というわけで、日本外交の大きな方向性を決めているのは、やはり「官邸」だと思います。もちろん、総理が、「親米派」(あるいは従米派)なのか、「親中派」(あるいは従中派)なのかで、大きく変わります。ですから、「外国」(主に米中)が外交に与える影響も相当大きいのです。
なぜ国益にあう政策ができないのか?
最後に、「なぜ国益にあう政策ができないのか?」について。これ、いろいろ理由があると思います。
まず、「国益にあう政策」について、意見が統一されていない。たとえば、
- 消費税増税派、延期派、増税完全中止派、国益にあうのはどれ? (私は、増税完全中止派です)
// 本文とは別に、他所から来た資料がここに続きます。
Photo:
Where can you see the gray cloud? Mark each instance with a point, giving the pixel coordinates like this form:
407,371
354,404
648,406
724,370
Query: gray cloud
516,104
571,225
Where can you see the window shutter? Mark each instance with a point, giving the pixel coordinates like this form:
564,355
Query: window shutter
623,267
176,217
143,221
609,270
- 3K移民の大量受け入れは、仕方ない派、反対派、国益にあうのはどっち? (私は、3K移民大量受け入れ反対派です。)
- 外交は、親米派、親中派、自立派、国益にあうのは?
などなど、ひとつの問題をとってみても、さまざまな意見があり、皆「俺の主張が国益にあっている!」という。だから、フラフラフラフラするのですね。
皆さん、「何が善なのか、悪なのか」「まったく基準をもたない人」の人生を想像してみてください。難破船のように漂流し、言うこともコロコロ変わることでしょう。今の日本は、そういう状態だということです。なにが「国益」なのか、わからない。
もう一つ、やはり外国、主にアメリカと中国の影響が大きいのでしょう。総理が、何か日本のためになる政策をしようとする。すると、アメリカから圧力がかかり、やめさせられる。あるいは、日本の国益に合致しないことを、やらされる。そういうのがあることは、皆さんご存知のとおりです。「え~、そうなの?」という方は、『アメリカに潰された政治家たち(孫崎享)』をご一読ください。